Pressure increases on State Department to abandon fast-tracked deadlines
The oil spill into the Yellowstone River from Exxon’s Silvertip pipeline, as well as an independent study by a University of Nebraska professor indicating that the Keystone XL pipeline could spill far more frequently and with worse consequences than admitted by TransCanada, have amplified concerns about the Keystone XL proposal.
On July 15, seven senators sent a letter to Secretary of State Hillary Clinton calling on the State Department to conduct a more rigorous analysis of the pipeline’s safety and alternative pipeline routes to bypass the Ogallala Aquifer before moving forward on a decision.
The editorial board of Nebraska’s most widely read paper, the Omaha World-Herald, echoed these concerns. In a July 18 editorial, the board wrote, “This proposed project should not go forward unless Nebraskans receive the needed information about every aspect of pipeline safety. … On this issue, the bar is quite high, and it just got higher.”

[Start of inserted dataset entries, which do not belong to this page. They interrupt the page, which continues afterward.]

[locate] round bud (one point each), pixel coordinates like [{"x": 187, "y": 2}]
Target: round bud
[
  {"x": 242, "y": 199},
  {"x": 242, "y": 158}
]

On July 21, the New York Times weighed in for the second time against Keystone XL, noting that the Environmental Protection Agency has twice “excoriated” the State Department for inadequately assessing the project’s environmental dangers. The Times editorial board concluded, “On the merits — economic and environmental — and in terms of future energy policy, this is the wrong pipeline for the wrong oil.”